Oligarchen wandten sich am Sonntag gegen Putin. Mikhail Fridman, Mitbegründer der Alfa-Bank und einer der reichsten Tycoons Russlands, sagte in einer Botschaft an die Mitarbeiter: „Krieg kann niemals die Antwort sein. Diese Krise wird Leben kosten und zwei Nationen schaden.“
Das Vereinigte Königreich hat eine „Hitliste“ von Oligarchen erstellt, die in den kommenden Tagen mit Sanktionen konfrontiert sein werden, darunter das Einfrieren von Vermögenswerten und die Einschränkung der Nutzung von Privatjets.
Die Proteste in ganz Russland wurden am Sonntag mit weiteren 900 Festnahmen fortgesetzt, wodurch sich die Gesamtzahl der Inhaftierten auf mehr als 4.000 erhöhte, während sich riesige Warteschlangen an Geldautomaten bildeten, nachdem die Zentralbank des Staates mit Strafmaßnahmen belegt worden war.

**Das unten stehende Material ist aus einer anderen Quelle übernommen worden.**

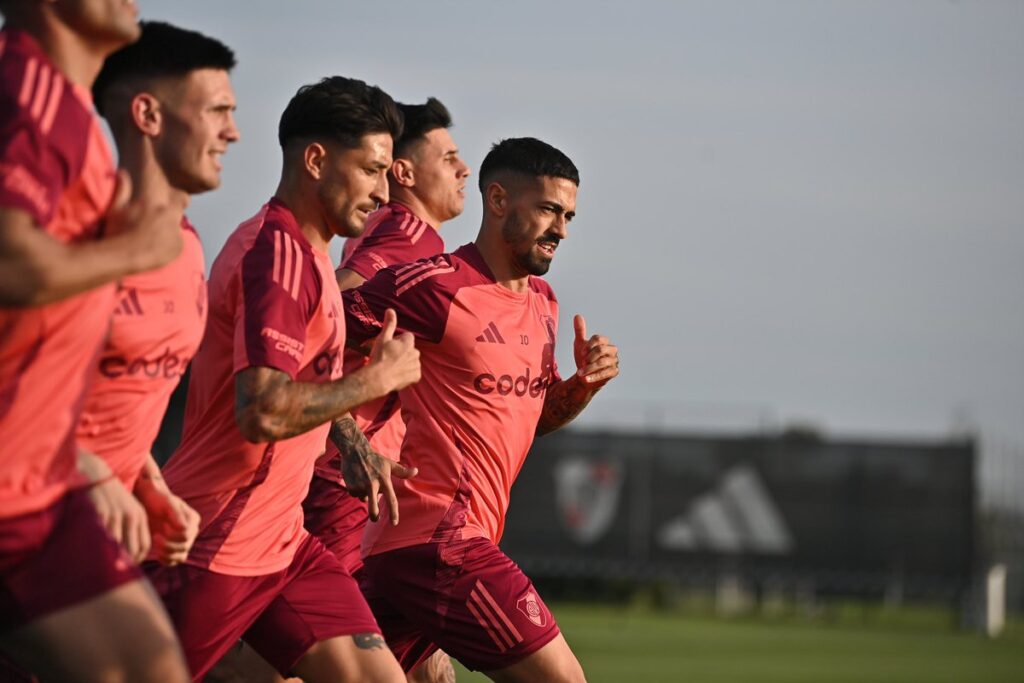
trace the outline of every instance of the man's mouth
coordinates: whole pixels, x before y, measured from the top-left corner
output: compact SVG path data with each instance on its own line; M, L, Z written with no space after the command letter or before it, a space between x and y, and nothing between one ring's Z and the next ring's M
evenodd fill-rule
M558 249L558 240L543 239L537 241L537 246L540 247L541 252L548 258L555 255L555 249Z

Die Vereinten Nationen sagten, fast 370.000 Flüchtlinge seien aus der Ukraine in angrenzende Länder geflohen und hätten eine humanitäre Krise riskiert. Großbritannien hat am Sonntag nachgegeben und die Visabestimmungen für Ukrainer mit Familie im Vereinigten Königreich abgeschafft. Boris Johnson sagte, Großbritannien werde „in der Stunde der Not in der Ukraine nicht den Rücken kehren“.
BP war am Sonntag gezwungen, seine Geschäftsbeziehungen zu Rosneft, dem vom Kreml kontrollierten Energieunternehmen, an dem das britische Unternehmen mit 20 Prozent beteiligt war, abzubrechen. Bernard Looney, Vorstandsvorsitzender von BP, trat aus dem Aufsichtsrat von Rosneft zurück, und es wird erwartet, dass das Unternehmen durch den Deal einen schweren finanziellen Schlag erleiden wird, nachdem sein Anteil zuvor einen Wert von 10 Milliarden Pfund hatte.